L’impact d’une carrière courte sur la retraite
Le compteur des trimestres en retard
Le premier choc concerne la compréhension que le système ne prend pas en compte l’intensité du travail ni la nature des postes occupés. Seules les trimestres validés comptent. En débutant à 30 ans, on démarre avec dix années de retard sur ce compteur, ce qui complique l’atteinte du taux plein. Chaque trimestre non validé représente une année manquante, rendant plus difficile la garantie d’une pension à taux plein. Cette mécanique rigide transforme des années d’études ou de petits boulots non déclarés en un déficit durable.
Partir à l’âge légal ne garantit pas le taux plein
Partir à l’âge légal, généralement autour de 64 ans, ne garantit pas un taux plein. La loi prévoit un départ possible à cet âge, mais le taux plein automatique n’est assuré qu’à 67 ans. Pour ceux qui ont commencé à travailler tard, atteindre la durée requise avant cet âge peut devenir un vrai casse-tête. Cela modifie complètement leur horizon de fin de carrière et peut les obliger à prolonger leur activité. La retraite anticipée reste difficile, sauf pour ceux bénéficiant de carrières longues ou pénibles.
La double peine : décote et proratisation
Une simulation montre que deux mécanismes se cumulent en cas de carrière courte. La décote réduit la pension de base, en diminuant de 1,25 % par trimestre manquant, avec une limite. La proratisation ajuste la pension en fonction du nombre de trimestres validés par rapport aux trimestres requis. Avec 150 trimestres validés au lieu de 172, la pension est mécaniquement inférieure. De plus, le montant des points pour la retraite complémentaire Agirc-Arrco dépend aussi du nombre d’années cotisées, ce qui peut aggraver la situation.

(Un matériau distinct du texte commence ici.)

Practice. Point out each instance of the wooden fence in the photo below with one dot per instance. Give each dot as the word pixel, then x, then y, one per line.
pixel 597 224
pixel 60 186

Les solutions pour limiter l’impact d’une carrière courte
Les trimestres assimilés et familiaux
Heureusement, certains dispositifs permettent de compenser partiellement ce déficit. Les trimestres assimilés ou familiaux jouent un rôle clé. Chaque enfant peut apporter jusqu’à huit trimestres pour la maternité ou l’éducation. Les périodes de chômage indemnisé, de maladie ou de service militaire sont également prises en compte. Ces dispositifs peuvent réduire le déficit en trimestres et améliorer la pension.
Le rachat de trimestres : une option coûteuse
Le rachat de trimestres est une autre solution. Il permet de valider jusqu’à 12 trimestres en versant une somme d’argent, qui peut s’élever à plusieurs milliers d’euros par trimestre. Cependant, cette opération ne compense pas une décennie sans cotisations. Son coût élevé et son efficacité limitée en font une option à considérer avec prudence. Il est conseillé de faire un audit précis de son relevé individuel de situation avant de se lancer.
Retraite progressive, cumul emploi-retraite et épargne
Pour ceux qui ont commencé à travailler tard, la seconde partie de carrière doit être optimisée. La retraite progressive permet, à partir de 60 ans avec au moins 150 trimestres, de travailler à temps partiel tout en percevant une partie de sa pension. Le cumul emploi-retraite est également une option si l’on a déjà obtenu le taux plein. Enfin, l’épargne individuelle, via un plan d’épargne retraite ou une assurance vie, constitue un second pilier. Ces versements, parfois déductibles d’impôt, profitent des intérêts composés même si l’on commence à épargner à 35 ou 40 ans.